Spurred on by a number of high-profile deaths this summer, the hottest-button issue surrounding Lanier lately has been safety.
The Senate District from which Unterman was first elected in 2002 included part of Hall County.
Georgia Speaker of the House, David Ralston (R-Blue Ridge), will appear at a fundraiser with Micah Gravley (R), candidate for State House, on Monday, October 29th from 6:30 to 8 PM at the Rock Inn, located at 7981 Highway 78 in Winston, GA 30187. Click here to view the invitation. To R.s.v.p., email Leigh Ann Gillis.
Georgia Conservatives in Action are sponsoring a Take Back America Rally on Saturday, November 3d from 4-6 PM at the Waycross Motor Speedway. Every event I’ve been to with GCIA has been outstanding, and if you’re in the area, it’s sure to be a great family-friendly event.
Bibb County Commissioner Joe Allen and his Republican challenger, Robert Abbott, are having a downright nice campaign against each other.
Allen, who has served 18 years on the County Commission and describes himself as a conservative Democrat, doesn’t mind looking up and seeing his opponent in the crowd. In fact, he encourages it.

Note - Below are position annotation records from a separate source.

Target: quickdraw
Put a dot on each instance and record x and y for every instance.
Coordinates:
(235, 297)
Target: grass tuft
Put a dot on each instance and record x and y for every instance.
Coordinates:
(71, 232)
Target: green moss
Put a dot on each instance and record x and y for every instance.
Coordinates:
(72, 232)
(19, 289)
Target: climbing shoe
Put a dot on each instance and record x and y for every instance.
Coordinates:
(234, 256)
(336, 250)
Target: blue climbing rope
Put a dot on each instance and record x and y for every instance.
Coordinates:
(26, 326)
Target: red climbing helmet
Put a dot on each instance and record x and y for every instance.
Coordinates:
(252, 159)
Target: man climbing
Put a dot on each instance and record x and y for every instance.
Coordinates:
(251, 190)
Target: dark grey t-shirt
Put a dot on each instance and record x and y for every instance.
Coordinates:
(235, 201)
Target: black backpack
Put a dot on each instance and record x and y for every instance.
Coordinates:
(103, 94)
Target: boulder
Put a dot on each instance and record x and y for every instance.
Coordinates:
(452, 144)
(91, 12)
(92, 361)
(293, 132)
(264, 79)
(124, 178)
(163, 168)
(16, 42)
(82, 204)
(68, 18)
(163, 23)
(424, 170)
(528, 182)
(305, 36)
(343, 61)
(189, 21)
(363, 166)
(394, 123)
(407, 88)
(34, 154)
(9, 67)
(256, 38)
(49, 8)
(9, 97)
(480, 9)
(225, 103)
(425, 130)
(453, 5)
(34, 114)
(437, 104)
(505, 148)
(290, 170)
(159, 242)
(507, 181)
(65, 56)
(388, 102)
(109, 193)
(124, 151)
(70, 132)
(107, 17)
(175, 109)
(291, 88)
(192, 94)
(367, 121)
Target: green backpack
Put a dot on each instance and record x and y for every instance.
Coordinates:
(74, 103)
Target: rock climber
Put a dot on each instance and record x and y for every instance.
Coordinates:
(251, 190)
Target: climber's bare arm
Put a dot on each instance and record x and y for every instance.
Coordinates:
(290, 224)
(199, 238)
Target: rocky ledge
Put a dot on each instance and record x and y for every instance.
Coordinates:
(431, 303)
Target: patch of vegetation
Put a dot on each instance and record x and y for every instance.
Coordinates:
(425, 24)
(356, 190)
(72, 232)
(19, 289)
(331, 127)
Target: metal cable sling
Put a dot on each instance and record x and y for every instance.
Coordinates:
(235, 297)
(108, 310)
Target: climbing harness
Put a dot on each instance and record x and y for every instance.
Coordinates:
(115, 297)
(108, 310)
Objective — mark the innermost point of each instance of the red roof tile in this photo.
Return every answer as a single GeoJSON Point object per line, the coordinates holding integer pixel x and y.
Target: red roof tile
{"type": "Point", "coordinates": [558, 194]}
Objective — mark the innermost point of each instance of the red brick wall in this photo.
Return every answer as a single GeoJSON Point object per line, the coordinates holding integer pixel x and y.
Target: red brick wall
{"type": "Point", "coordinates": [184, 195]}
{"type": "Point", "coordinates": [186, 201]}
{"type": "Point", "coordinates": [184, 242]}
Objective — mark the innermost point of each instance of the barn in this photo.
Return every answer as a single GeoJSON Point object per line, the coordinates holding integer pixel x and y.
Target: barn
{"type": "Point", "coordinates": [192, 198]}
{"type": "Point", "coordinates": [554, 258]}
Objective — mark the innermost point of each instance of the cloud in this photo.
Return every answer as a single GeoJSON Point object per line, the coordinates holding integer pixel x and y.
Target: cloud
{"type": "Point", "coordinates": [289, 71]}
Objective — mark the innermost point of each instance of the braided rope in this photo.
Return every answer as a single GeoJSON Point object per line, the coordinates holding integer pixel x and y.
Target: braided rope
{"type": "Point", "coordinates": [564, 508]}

“He’s running for this seat. If something happens and I get defeated, he knows what’s going on there,” Allen said. “He’s a friend, and I’m glad he comes to all the meetings. It’s not my seat. It’s not his seat. It’s all the people’s seat.”
The race is proving to be one of the more amiable ones in recent memory. Abbott echoes Allen’s sentiments about the race being for the seat and not against each other.
“We’re friends. We’re not enemies,” Abbott said. “I don’t believe in dirty politics. We both agreed not to talk negatively about each other.”
In Murray County, 24-year incumbent Sheriff Howard Ensley (D) faces Republican Gary Langford, a retired law officer who has worked for the sheriff’s office, Georgia State Patrol and Chatsworth Police Department, but the more serious threat to Ensley’s reelection may come from actions of his own deputies earlier this year.
The sheriff’s office suffered some damage to its reputation earlier this year when two employees were fired for, according to Ensley, giving false statements in an investigation being conducted by the Georgia Bureau of Investigation.
GBI officials were called in after a woman who claimed former chief magistrate Bryant Cochran solicited her for sexual favors was arrested by the two deputies on a drug charge. Officials later said the drugs were planted on her vehicle.
Ensley said an investigation into Cochran and other issues associated with the case — including Cochran’s own admission that he pre-signed, though never issued, a handful of warrants — is almost complete.
He said none of his employees ever issued a pre-signed warrant, and he doesn’t expect the proceedings in a federal grand jury to reveal anything that would cause him to need to dismiss another officer.